JOSÉ GIL: Das war keine Laune. Das Denken nährt sich nicht nur vom Denken. Es besitzt affektive Wurzeln, gebietbedingte, geschichtliche, in der Gemeinschaft verwurzelte.
Das Buch beginnt mit dem Zitat eines Satzes, mit dem ein Sprecher des Radio Televisão Portugues häufig endet: „Das ist das Leben.“ Trägt das für das Fernsehen charakteristische fließende Kontinuum der Bilder, sein Mangel an Dichte und das Zapping nicht dazu bei, daß in Portugal nichts geschieht in dem Sinne, daß nichts sich umformt, weil alles sich auflöst?
Es trägt dazu bei. Für eindrücklicher halte ich aber, daß die Initiativen der Menschen keine Wirkung zeitigen. Das nenne ich eine Nichteinschreibung, eine Phasenverschiebung zwischen dem, was wir denken, dem, was wir fühlen und der eigentlichen Wirklichkeit. Natürlich besitzt das Fernsehen enorme Verantwortung, weil es den bisherigen Kommunikationsraum der Menschen ersetzt hat. Das ist in allen Ländern geschehen, aber in Portugal wog es vielleicht schwerer, weil der vom Salazarismus zerstörte öffentliche Raum nicht neu erschaffen oder gewebt wurde.

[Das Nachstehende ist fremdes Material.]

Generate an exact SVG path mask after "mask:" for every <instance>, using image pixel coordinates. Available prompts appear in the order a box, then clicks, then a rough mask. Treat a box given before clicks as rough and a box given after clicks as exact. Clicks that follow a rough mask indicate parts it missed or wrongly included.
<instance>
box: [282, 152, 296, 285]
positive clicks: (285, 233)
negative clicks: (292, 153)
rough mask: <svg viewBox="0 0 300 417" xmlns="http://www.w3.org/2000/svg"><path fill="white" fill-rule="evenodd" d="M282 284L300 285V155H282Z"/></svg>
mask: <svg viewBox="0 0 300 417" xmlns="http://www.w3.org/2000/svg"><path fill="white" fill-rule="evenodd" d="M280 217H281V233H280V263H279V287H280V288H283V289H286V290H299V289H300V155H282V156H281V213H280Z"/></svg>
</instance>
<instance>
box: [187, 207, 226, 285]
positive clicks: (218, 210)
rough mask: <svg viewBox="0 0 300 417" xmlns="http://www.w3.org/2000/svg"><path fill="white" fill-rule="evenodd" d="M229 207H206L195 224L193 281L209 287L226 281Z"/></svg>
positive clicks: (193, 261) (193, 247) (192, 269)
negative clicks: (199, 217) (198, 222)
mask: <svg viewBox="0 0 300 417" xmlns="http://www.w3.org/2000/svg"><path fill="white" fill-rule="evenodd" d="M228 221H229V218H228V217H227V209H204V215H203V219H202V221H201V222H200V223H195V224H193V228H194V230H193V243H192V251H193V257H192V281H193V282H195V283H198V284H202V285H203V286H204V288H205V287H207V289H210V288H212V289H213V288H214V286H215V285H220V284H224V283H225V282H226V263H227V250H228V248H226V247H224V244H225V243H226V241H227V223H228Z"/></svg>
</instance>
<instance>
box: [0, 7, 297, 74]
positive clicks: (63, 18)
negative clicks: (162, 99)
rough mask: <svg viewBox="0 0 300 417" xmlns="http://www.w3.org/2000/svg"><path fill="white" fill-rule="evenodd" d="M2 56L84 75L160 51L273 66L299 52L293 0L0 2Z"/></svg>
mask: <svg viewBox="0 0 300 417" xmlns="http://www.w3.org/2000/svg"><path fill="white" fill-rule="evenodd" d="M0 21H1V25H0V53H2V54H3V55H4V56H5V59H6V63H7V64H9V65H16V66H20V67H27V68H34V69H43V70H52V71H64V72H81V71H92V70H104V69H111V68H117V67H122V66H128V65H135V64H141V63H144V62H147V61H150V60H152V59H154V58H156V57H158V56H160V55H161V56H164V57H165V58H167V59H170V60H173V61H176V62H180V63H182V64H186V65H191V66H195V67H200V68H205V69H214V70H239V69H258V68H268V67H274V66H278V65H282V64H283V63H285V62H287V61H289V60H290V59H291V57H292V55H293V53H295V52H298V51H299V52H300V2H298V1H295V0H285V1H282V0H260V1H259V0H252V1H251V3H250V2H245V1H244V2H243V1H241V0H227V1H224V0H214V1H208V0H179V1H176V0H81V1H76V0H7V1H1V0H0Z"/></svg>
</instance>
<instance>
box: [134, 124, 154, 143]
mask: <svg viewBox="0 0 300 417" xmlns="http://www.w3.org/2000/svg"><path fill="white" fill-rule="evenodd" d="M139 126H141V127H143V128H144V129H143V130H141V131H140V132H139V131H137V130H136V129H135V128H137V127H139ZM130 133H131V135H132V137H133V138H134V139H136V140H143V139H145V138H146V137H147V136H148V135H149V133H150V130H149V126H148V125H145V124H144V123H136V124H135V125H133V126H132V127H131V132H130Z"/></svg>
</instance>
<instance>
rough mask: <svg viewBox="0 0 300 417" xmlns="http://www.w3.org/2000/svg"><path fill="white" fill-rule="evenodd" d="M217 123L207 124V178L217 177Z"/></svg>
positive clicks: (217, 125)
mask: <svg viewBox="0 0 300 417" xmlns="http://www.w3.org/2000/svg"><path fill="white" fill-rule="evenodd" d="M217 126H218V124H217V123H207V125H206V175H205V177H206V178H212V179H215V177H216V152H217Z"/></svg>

Was nennst du öffentlichen Raum?
Es ist ein Raum mit Handlungsaustausch. In ihm wirken Begegnungen, echte Verbindungen von Denken, Arbeit und so weiter in der wirklichen Zeit. Bevor dies nach dem 25. April 1974 (dem Tag der Nelkenrevolution) wieder eintreten konnte, begann die Welt der Bilder, des Fernsehens zu erscheinen. Alle Welt sah sich die Telenovela an …
Die Telenovela erscheint nicht gleich nach dem 25.April. Die erste (Gabriela) stammt von 1976. Der 25.April brachte jedoch mit sich, daß Haushalte mit Fernsehern zunahmen, da die Menschen die Geschichte aus der Nähe erleben wollten.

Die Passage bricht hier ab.